GNADENHUTTEN — The Indian Valley Board of Education is considering building a new football stadium near the high school.

The board voted Monday, March 19, to authorize Superintendent Ira Wentworth to solicit statements of qualifications for professional design services for the project.

"The board feels strongly about completing the facilities at Indian Valley for the generations to follow," he said. "The stadium is the last piece of that puzzle. This is only step one in a journey of 1,000 steps.

"The thought is that our 1995 bond issue that provided additional classrooms and a gymnasium at Indian Valley High School expires in 2019, so perhaps taking that issue to the public in November could be done without adding additional expense to the voters."

The board's action was the first step in the process.

"We have to advertise for design firms to submit qualifications," he said. "From those the board would pick two or three to consider. Those design firms would present a plan and scope of the project and the projected budget for the project. We have to get through that step so we know the dollar amount we're looking at before going to the county auditor to see how that cost would compare to the expiring 1995 bond issue."

If a new stadium is built, it would be constructed on land behind the high school. The land is owned by Tusco Display, but the board has been in conversations with the owner of the company about purchasing some land, Wentworth said.

Currently, the Indian Valley football team plays its home games at Kelley Field in Midvale. One of the main concerns with the field is the lack of parking.

"It is a big concern, but fortunately we have a good relationship with the owners of Midvale Speedway and have been able to use some of their parking to alleviate the congestion," he said.

In addition, the current track surface has been in place since the early 2000s. It was supposed to have a 10-year lifespan, "which we have well exceeded," Wentworth said. "The track is in bad shape and needs attention."

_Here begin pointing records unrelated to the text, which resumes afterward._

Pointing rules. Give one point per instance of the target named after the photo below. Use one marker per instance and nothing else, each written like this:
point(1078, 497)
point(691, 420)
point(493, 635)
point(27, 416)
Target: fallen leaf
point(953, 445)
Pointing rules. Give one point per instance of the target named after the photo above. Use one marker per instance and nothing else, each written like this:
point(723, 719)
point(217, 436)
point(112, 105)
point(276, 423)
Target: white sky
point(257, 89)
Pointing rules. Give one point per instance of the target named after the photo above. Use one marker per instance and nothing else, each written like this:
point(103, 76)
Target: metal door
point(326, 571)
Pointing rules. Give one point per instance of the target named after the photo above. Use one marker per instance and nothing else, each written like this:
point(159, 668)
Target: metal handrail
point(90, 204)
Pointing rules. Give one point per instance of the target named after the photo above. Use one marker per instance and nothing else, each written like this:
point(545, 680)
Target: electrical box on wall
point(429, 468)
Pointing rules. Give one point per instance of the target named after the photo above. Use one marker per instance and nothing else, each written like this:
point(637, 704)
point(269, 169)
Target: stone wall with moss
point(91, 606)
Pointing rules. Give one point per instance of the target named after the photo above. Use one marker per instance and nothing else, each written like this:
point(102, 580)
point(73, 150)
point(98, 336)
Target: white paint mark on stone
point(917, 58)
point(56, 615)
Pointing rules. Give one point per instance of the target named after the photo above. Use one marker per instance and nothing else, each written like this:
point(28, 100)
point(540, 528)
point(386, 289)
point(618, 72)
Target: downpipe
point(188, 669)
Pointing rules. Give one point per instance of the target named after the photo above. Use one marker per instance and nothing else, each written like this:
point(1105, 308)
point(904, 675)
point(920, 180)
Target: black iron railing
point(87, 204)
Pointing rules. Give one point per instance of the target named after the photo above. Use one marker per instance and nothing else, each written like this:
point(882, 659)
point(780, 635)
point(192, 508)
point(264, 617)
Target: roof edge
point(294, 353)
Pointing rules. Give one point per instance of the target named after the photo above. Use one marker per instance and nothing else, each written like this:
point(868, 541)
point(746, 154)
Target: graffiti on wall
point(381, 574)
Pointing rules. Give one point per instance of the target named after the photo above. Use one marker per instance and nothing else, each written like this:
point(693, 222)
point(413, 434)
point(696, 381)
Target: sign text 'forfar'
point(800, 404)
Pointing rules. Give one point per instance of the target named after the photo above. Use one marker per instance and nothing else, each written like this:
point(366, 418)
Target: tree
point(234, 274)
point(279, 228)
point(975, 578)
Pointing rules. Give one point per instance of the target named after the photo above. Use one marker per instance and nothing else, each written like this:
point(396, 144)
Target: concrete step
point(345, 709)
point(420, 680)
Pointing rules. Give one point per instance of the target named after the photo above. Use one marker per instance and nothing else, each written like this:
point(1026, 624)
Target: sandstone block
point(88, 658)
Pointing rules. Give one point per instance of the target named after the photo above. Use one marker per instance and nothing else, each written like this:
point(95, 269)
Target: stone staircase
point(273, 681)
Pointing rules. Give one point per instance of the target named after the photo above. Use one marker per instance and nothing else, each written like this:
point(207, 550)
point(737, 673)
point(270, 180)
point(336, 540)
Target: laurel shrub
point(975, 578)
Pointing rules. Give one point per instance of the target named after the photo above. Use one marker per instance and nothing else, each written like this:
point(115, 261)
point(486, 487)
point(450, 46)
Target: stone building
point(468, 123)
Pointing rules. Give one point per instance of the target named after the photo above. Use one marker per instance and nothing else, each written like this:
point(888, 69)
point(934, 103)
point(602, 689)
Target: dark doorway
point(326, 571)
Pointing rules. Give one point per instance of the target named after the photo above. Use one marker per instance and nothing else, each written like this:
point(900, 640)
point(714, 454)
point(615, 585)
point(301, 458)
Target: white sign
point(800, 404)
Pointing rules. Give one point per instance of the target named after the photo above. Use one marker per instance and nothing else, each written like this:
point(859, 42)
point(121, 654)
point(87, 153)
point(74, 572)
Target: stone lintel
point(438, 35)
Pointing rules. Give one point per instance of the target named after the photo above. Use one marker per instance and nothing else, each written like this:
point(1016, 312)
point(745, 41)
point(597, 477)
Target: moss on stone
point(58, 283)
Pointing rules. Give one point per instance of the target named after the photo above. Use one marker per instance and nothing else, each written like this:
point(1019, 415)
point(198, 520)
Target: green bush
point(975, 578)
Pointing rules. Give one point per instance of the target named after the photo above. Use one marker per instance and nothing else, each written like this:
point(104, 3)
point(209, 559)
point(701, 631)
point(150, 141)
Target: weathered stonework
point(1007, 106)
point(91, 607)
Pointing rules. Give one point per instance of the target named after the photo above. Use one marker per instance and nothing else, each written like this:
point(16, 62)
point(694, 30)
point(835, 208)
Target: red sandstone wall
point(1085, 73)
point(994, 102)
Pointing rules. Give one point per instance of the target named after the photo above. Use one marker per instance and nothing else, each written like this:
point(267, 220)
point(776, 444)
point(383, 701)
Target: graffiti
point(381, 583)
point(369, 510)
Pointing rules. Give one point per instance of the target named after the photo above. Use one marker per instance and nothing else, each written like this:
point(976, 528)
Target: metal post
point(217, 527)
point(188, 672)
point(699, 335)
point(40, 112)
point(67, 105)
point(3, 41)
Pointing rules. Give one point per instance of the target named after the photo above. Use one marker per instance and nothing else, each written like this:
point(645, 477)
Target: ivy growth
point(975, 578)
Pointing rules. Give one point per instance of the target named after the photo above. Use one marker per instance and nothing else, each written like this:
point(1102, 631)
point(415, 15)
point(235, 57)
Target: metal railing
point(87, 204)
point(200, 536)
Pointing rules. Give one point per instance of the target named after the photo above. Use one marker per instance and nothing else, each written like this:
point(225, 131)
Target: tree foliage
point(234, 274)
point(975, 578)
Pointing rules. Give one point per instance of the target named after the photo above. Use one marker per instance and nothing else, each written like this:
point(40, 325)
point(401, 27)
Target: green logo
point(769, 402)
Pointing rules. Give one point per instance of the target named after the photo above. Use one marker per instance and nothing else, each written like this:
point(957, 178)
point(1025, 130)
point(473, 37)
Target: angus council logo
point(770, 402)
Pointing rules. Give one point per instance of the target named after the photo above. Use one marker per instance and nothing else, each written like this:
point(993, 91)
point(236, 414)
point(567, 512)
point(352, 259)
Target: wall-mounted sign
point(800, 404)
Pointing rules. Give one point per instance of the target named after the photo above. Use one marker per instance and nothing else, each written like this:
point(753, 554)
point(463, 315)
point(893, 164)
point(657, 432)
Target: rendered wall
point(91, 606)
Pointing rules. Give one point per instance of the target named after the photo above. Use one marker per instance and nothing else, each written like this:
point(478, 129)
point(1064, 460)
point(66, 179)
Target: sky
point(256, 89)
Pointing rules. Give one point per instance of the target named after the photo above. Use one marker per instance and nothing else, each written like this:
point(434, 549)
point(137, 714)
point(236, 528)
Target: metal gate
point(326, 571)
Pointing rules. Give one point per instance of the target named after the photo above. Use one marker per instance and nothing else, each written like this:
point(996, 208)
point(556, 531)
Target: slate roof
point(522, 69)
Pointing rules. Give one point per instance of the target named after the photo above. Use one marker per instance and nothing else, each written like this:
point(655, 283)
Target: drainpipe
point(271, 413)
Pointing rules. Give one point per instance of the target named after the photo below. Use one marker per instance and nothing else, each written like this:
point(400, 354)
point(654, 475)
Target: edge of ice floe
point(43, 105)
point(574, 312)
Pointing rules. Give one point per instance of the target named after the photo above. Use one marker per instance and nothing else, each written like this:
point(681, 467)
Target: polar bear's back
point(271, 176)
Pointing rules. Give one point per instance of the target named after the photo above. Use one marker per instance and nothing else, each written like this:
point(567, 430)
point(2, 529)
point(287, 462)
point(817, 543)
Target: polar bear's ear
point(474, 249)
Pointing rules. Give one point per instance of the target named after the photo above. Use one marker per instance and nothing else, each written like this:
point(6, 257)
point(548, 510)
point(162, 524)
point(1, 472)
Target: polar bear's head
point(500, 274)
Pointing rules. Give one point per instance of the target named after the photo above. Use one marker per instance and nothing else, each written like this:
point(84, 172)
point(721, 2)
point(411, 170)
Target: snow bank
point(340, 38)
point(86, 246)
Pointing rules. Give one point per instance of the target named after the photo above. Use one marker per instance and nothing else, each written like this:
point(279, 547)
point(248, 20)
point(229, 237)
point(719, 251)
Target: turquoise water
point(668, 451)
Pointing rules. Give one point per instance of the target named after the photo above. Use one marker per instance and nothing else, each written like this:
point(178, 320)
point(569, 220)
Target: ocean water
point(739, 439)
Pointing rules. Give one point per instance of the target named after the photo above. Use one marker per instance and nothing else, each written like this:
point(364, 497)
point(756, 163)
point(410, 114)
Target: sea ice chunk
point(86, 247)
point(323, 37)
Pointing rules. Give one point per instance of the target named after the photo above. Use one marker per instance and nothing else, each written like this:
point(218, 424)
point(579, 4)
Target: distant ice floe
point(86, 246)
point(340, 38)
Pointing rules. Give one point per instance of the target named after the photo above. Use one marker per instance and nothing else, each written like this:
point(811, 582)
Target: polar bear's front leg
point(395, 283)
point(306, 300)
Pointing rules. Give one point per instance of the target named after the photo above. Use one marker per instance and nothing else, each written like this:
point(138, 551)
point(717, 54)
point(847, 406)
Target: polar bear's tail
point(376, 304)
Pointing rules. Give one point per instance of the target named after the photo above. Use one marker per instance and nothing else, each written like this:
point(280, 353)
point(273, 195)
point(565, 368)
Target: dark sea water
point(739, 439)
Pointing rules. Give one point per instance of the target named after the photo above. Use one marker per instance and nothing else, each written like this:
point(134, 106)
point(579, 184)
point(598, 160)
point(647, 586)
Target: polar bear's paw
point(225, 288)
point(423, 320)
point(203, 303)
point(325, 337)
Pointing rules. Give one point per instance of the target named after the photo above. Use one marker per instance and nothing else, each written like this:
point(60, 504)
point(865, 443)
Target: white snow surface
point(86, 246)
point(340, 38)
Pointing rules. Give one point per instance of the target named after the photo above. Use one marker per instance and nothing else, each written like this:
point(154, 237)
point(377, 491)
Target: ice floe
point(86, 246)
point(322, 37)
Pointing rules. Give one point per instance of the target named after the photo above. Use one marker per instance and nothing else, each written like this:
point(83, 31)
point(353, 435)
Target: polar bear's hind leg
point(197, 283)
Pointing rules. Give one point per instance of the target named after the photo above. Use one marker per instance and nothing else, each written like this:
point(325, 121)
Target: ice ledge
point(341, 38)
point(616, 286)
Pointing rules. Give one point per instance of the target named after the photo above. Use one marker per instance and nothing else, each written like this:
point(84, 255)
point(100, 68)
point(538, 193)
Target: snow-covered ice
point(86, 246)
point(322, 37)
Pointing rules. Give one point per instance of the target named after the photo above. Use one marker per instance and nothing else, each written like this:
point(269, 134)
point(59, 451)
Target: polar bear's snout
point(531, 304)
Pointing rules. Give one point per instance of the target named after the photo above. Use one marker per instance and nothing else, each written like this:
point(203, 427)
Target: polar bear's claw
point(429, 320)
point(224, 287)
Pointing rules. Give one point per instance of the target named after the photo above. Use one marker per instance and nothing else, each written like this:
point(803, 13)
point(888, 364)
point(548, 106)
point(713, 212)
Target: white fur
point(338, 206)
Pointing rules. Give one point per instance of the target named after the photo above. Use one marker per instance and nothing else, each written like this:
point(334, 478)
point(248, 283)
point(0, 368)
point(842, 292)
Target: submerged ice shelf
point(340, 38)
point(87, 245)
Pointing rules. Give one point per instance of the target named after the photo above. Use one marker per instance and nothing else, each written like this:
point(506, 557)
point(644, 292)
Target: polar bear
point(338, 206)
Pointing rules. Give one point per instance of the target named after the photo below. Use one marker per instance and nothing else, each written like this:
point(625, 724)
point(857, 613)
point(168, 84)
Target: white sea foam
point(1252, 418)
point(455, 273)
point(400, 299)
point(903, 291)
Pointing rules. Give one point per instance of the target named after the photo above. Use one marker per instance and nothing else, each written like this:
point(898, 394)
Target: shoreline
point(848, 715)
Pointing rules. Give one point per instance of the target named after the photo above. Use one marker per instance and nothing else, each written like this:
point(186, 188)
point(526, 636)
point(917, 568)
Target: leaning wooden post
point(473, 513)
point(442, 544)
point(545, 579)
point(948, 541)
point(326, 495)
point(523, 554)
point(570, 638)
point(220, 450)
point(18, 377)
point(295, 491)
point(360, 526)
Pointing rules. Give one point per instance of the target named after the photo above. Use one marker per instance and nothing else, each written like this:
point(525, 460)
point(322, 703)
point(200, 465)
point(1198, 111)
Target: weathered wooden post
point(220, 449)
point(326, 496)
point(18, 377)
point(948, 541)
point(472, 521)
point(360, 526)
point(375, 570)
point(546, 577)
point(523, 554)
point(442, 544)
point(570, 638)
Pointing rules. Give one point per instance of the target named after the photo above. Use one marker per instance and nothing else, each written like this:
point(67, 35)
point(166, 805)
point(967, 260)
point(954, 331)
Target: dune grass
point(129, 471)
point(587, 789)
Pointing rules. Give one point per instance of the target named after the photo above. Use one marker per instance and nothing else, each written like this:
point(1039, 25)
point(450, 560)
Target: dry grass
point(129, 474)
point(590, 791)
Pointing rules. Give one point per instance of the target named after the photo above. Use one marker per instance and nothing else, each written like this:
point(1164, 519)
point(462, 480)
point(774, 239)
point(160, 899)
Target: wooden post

Because of space limitations at Kelley Field, there is only room enough for a six-lane track. A full-size track is eight lanes, which is necessary if a school district wants to host a conference meet, a district meet or a regional meet.

Kelley Field, named for the family that donated the land, has been in use since the late 1950s, first for Midvale High School, and then for both Indian Valley South and Indian Valley North.

A new stadium would include bleachers, a locker room and restrooms, an eight-lane track and adequate parking.

As for Kelley Field, it would remain open. It would be used as a walking track open to the community and as a practice field for the middle school football teams, Wentworth said.

"Now they practice on a small lot behind the middle school in Tuscarawas," he said. "In the late fall, it's like playing on the Sahara Desert. There is no grass and plenty of rocks. Kelley Field would be a better facility for the seventh and eighth grade programs."

Seventh and eighth grade games would be played at the new facility.